Sydney, Feb 27, 2026, 16:55 AEDT — After-hours

ANZ Group Holdings Ltd (ASX:ANZ) finished Friday at A$40.04, up 0.15%. Shares briefly reached A$40.27 before edging back. Westpac Banking Corp and Commonwealth Bank of Australia slipped, unlike ANZ, and National Australia Bank barely budged.

Investors are adjusting their expectations for Australian rates after inflation ran hotter than anticipated this week, nudging up the odds of a Reserve Bank of Australia move in May. Reuters noted that core inflation, tracked by the trimmed mean, edged up to 3.4% from 3.3%, with the headline figure stuck at 3.8%. “The Reserve Bank’s preferred trimmed mean measure was still too high for its liking,” said Stephen Smith, a partner at Deloitte Access Economics. Reuters

The reason this matters right now? Bank stocks are pretty much interest-rate plays, just with a mortgage book thrown in. When rates go up, net interest margins—basically, the difference between what banks make on loans and fork out for deposits—can get a lift. But there’s a catch: higher rates also mean credit growth can stall, and banks could face heavier bad-debt charges.

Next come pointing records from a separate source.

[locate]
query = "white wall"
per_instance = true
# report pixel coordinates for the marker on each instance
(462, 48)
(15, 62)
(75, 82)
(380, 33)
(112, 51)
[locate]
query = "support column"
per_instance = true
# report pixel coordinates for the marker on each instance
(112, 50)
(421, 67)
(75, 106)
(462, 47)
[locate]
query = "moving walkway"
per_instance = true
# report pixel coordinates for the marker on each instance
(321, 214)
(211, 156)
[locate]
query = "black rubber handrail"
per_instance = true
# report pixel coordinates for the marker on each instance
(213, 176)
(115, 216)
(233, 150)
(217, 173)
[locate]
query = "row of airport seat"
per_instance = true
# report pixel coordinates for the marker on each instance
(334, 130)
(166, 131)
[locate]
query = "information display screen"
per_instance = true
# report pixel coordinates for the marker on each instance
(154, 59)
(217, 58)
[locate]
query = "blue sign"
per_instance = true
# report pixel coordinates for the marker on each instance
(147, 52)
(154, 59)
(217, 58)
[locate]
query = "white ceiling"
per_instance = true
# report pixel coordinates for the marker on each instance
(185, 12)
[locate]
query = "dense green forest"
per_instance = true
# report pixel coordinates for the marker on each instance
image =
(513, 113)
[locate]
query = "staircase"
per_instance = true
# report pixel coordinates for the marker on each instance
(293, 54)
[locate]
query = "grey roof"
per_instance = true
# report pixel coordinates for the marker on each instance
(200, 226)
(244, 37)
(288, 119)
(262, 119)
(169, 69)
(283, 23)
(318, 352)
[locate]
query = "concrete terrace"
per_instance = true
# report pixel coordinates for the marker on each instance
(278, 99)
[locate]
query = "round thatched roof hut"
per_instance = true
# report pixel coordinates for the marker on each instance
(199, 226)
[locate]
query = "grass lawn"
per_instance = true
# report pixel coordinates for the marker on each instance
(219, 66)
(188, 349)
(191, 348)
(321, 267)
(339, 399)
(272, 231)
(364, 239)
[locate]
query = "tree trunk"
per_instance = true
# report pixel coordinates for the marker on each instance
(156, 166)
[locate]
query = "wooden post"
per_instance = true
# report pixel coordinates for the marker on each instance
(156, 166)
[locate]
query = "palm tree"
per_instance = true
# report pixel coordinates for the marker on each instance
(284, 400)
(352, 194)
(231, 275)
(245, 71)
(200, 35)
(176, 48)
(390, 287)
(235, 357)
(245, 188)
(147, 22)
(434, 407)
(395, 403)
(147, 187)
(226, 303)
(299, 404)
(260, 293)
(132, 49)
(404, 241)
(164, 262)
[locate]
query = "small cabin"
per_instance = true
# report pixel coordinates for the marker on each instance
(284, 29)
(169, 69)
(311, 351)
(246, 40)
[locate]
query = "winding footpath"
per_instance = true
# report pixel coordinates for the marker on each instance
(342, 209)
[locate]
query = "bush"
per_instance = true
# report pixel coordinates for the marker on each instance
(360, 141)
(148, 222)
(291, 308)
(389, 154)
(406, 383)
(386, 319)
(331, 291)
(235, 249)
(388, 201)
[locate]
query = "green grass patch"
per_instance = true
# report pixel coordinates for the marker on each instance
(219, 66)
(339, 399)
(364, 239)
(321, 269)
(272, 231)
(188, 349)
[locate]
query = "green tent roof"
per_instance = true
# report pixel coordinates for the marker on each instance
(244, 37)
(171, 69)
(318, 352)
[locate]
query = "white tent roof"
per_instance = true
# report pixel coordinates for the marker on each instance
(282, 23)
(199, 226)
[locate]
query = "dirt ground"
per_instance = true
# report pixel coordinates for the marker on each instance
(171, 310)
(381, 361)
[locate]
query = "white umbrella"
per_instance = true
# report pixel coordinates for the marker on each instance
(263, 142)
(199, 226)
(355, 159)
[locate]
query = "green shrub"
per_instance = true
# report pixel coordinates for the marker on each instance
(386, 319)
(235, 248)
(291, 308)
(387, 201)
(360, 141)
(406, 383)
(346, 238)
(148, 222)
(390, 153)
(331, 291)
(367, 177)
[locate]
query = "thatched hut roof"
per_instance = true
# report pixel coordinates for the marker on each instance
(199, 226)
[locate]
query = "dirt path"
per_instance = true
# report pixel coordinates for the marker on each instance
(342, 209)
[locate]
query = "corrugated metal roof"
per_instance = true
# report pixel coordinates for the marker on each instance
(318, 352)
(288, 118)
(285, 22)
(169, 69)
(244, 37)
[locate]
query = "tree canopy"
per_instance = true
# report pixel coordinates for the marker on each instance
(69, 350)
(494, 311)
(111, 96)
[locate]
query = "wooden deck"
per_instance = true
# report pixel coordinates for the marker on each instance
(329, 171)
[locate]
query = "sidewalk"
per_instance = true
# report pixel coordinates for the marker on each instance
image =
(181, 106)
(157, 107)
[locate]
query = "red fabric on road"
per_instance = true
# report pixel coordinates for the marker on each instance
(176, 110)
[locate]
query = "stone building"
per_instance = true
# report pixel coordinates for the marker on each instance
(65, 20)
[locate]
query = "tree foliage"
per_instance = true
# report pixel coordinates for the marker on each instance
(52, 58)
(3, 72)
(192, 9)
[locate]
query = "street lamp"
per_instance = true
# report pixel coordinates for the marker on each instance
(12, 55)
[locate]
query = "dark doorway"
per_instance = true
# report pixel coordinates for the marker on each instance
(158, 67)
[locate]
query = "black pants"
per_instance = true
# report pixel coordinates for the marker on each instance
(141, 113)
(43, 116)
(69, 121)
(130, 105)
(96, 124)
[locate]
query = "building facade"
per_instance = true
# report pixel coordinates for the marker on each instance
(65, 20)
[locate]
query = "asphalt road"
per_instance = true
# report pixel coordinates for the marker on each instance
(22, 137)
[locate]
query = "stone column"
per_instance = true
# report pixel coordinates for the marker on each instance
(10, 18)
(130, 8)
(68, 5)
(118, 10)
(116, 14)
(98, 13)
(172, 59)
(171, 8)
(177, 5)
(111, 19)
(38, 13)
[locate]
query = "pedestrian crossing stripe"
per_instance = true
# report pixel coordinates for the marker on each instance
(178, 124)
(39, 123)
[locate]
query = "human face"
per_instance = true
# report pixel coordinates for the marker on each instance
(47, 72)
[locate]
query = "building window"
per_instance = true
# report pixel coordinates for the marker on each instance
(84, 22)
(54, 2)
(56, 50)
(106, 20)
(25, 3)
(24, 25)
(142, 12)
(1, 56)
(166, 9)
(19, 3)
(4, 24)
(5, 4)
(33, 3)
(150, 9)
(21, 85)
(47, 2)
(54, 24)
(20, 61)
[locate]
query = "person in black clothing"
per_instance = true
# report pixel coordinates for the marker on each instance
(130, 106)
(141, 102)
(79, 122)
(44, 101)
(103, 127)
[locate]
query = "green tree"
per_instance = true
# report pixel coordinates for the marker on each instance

Currency traders aren’t deviating much from the script. The Australian dollar stuck close to $0.7106, eyeing a near 2% gain for the month as bets on a hawkish RBA ramp up, according to Reuters. “The rates are reflecting the changing macro situation,” said Sim Moh Siong, currency strategist at OCBC. Reuters

S&P/ASX 200 pushed up 0.25% to notch another record close, with strength in gold stocks, utilities, and telecoms, Investing.com said.

Bond action slowed. Australia’s 10-year government bond yield ticked down to around 4.66% as of Feb. 27, barely moving for the session, according to Trading Economics data.

No new headlines from ANZ on Friday, but traders zeroed in on the RBA’s patience with stubborn inflation. The big question: how that stance lands for mortgage and business loan rates among the major banks.

The rate outlook isn’t one-sided. Higher borrowing costs hit households and small businesses fast, while banks could see funding pressure as they fight to retain deposits. A wobble in jobs or housing would only make those risks stand out more.

Rate expectations could shift at the RBA’s next Monetary Policy Board meeting, set for March 16–17.

Next up for ANZ holders: the interim report, coming May 7. Traders will be zeroing in on margins, loan growth, and credit costs in that release.